As the newly hired chief information security officer (CISO), you are tasked with developing the Best Care Community (BCC) hospital’s information security program. There is no information security program in place, and your first task is to create the enterprise information security strategy that encompasses the company’s mission, goals, and objectives, as well as appropriately reflects the risk tolerance and risk appetite of the company as a whole.

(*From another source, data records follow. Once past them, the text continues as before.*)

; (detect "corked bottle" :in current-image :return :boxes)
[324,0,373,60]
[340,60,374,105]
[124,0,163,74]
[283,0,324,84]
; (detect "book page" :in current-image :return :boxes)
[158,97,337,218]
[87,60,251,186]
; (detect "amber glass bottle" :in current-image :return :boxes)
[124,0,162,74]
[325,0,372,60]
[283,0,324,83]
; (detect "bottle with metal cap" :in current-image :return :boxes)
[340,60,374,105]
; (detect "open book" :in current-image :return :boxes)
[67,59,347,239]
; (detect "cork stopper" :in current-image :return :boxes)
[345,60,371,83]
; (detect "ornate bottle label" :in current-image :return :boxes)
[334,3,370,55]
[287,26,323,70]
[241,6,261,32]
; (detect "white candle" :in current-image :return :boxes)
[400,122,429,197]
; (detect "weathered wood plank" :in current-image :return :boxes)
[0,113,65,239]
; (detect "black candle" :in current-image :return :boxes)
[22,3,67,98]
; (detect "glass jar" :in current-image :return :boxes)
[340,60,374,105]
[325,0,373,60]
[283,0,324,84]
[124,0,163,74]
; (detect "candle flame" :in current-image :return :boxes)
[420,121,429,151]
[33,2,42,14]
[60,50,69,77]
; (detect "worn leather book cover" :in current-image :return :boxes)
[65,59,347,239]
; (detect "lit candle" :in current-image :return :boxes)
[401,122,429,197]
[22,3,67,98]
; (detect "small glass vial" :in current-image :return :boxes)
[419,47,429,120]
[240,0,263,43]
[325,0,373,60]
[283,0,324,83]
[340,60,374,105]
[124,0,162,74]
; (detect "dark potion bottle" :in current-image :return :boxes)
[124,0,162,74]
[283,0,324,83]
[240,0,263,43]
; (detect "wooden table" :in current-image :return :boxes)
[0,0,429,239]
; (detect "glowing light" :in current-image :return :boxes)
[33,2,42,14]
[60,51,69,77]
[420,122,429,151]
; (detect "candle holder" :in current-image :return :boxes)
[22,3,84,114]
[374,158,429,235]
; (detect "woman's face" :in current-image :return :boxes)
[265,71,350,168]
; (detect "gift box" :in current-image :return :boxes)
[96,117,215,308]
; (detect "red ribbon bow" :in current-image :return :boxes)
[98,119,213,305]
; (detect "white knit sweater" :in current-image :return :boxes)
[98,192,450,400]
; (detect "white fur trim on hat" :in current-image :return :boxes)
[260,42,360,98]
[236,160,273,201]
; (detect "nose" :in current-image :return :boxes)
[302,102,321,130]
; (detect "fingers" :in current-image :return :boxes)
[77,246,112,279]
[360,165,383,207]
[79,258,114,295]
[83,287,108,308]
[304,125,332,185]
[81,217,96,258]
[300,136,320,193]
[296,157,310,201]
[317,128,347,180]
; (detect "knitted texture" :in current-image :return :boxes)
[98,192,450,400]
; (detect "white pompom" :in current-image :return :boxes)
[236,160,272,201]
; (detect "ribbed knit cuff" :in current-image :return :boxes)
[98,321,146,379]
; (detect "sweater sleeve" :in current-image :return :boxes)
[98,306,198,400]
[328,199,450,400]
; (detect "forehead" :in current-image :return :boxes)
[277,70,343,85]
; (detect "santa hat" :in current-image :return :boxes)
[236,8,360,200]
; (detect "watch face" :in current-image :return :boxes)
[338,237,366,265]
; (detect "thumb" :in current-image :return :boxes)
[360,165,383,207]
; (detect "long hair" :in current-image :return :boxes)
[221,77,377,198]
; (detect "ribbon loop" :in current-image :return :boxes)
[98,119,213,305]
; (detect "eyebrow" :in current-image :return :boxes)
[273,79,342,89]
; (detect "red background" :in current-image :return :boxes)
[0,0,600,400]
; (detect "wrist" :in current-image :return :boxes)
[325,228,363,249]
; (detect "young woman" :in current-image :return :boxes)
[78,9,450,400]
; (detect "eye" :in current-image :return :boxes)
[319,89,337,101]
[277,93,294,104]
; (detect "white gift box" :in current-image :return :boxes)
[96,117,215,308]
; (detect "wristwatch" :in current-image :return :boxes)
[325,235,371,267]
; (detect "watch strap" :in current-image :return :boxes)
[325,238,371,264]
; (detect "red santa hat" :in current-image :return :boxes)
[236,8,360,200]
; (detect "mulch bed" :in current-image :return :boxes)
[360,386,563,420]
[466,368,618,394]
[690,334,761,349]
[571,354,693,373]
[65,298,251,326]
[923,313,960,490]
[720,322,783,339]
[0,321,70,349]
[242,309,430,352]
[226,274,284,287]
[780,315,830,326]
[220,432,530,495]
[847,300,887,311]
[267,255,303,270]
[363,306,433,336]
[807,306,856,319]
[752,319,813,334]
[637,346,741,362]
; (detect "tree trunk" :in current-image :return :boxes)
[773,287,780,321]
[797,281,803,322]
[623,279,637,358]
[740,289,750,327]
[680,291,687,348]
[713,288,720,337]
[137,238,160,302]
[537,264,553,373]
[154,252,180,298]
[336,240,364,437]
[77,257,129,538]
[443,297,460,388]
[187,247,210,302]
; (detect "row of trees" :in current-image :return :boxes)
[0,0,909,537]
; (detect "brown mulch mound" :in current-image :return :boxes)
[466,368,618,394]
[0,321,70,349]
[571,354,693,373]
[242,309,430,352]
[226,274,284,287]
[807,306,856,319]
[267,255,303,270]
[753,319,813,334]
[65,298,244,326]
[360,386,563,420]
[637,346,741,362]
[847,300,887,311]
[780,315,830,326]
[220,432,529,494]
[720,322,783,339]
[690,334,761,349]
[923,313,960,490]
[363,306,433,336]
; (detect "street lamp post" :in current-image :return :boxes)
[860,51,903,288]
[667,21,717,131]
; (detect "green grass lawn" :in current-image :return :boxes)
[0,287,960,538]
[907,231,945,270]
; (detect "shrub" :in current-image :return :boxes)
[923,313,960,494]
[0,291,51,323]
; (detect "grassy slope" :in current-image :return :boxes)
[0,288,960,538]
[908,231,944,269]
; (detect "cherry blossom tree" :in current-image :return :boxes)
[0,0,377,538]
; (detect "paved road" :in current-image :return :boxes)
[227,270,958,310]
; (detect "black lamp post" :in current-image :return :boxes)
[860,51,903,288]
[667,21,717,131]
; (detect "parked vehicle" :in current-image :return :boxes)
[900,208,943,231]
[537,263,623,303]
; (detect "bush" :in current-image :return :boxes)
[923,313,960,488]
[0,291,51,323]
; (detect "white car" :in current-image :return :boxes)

Review the Best Care Community Profile for Development of the Information Security Program to become familiar with the mission of the hospital.

1. Questions
2. Describe the three phases of strategic planning.
3. Diagram the three strategic planning phases with each of the five information security tasks as outlined in the BCC profile, mapping each to its respective strategic planning phase.
4. Describe the balanced scorecard domains.
5. Map the BCC business objectives into the appropriate balanced scorecard domains.
6. Recommend a prioritized list of BCC information security objectives mapped to the business objectives.
7. Map the BCC information security objectives into the appropriate balanced scorecard domains in a matrix format that depicts the objectives and initiatives.

Write a report that recommends one of the enterprise control frameworks. Your report should:

• Describe your chosen enterprise architecture framework.
• Determine how the business objectives correspond to the information security strategic objectives.
• Explain how the enterprise architecture framework can be used to achieve business and information security alignment.